At first, Jefferson’s administration took the win by technicality— that is until they read the entire decision and saw the price they were about to pay for that win. Up until this decision, the Supreme Court had never played a role in determining the constitutionality of laws passed by Congress. Marshall’s decision was precedent setting and Jefferson came to realize this. Does he let Marshall’s decision stand giving him the win or does he deliver Marbury’s commission hence ending Marshall’s invented authority of judicial review? Marshall relied on Jefferson’s ego which turned out to be a smart move. Jefferson got his win and Marshall significantly changed the U.S. Supreme Court into the powerful third branch of government which before Marbury v Madison, was more of an afterthought. To this very day, the U.S. Supreme Court’s authority for judicial review is an implied authority. End of History lesson.

Pretty interesting… huh? The key word in all this is “implied” and since the Marbury v Madison decision, there has been an implied trust between the Judiciary and the other two branches of government that neither will overstep their boundaries unless no other alternative can be found which has been basically successful. At least up until fairly recently. Especially within the era of Trump. Democrats have been suing Trump on just about every decision he’s made with the Supreme Court doing their best to stay out of it but Democrats are bound and determined to bring the court into politics. Is that true? Or are the tactics behind all their lawsuits in lower more partisan courts meant just to get a temporary injunction or temporary restraining order to slow the President down? Activist judges knowing full well their orders will be eventually reversed.

You see— that’s the game politicians (primarily Democrats) play and it’s a politically dangerous game because if they go too far and it does wind up at the Supreme Court, not only do they lose their case (in most recent instances,) it sets a precedent. From what I’ve seen over the years, political law-fare is mainly used as a delay tactic. Interestingly, Trump, having no desire to play the game at all has decided to blow-up the game entirely by forcing Democrats to continue playing theirs all the way to the finish line.
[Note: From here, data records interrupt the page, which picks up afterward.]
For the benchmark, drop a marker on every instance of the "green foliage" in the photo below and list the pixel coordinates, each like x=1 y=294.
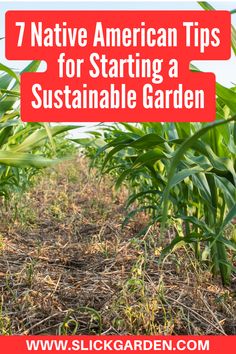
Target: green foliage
x=179 y=171
x=25 y=148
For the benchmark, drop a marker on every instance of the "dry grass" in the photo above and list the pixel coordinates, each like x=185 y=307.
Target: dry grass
x=67 y=267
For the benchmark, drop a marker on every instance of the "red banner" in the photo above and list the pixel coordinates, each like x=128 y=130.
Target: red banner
x=121 y=344
x=118 y=65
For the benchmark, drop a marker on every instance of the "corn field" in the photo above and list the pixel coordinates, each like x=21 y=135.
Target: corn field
x=179 y=173
x=24 y=148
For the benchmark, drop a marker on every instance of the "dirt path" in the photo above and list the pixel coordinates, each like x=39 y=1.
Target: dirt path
x=67 y=267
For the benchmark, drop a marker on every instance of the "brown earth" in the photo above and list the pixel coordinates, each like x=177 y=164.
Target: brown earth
x=67 y=267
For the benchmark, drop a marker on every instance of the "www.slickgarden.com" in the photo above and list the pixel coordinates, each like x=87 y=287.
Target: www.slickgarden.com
x=113 y=345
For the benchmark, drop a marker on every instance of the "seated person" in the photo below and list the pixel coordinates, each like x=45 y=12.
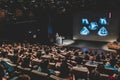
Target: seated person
x=112 y=64
x=64 y=69
x=44 y=67
x=22 y=77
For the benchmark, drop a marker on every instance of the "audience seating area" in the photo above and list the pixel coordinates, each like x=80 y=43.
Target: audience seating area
x=51 y=62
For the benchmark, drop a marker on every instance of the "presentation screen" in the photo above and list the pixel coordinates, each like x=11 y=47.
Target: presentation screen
x=96 y=26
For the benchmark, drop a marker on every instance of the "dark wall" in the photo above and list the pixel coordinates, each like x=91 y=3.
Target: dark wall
x=63 y=25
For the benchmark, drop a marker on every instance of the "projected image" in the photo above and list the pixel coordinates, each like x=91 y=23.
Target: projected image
x=85 y=21
x=103 y=21
x=102 y=31
x=93 y=26
x=84 y=31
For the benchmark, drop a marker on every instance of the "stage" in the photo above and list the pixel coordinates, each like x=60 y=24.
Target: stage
x=86 y=44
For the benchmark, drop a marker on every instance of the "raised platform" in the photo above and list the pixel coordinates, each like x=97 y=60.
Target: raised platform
x=86 y=44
For some unknown reason, instead of taking the “L” and let sleeping dogs lie until they can regroup and come up with better ideas and messaging, they’re using the courts as their delusional ill-contrived secret weapon to sabotage Trump and his administration. Huge mistake.

To this day, I have absolutely no idea why Democrats and the Left are crying Constitutional Crisis in regard to Trump and why they’re citing the Marbury v Madison case. If you want to know more about the case, there are plenty of books and articles on the net about it but going into the particulars and fine print can be a bit boring so I tried to stick with the nuts and bolts even though I’ve always found the case a little fascinating.

Three things we can glean from this slice of history. First— over the last two-hundred and twenty odd years, U.S. partisan politics is just as alive today as it was back then. Second— there’s always one party that will resort to unsavory tactics to control everything. Back then it was the Federalists. Now we have the Democrats. Most surprising of all is that what began as a relatively insignificant case involving one man’s judicial commission via a sneaky last minute partisan act by an outgoing President further packing the courts with completely partisan federal judges and the ego of a sitting President resulted in the reinvention of the U.S. Supreme Court we have to this very day.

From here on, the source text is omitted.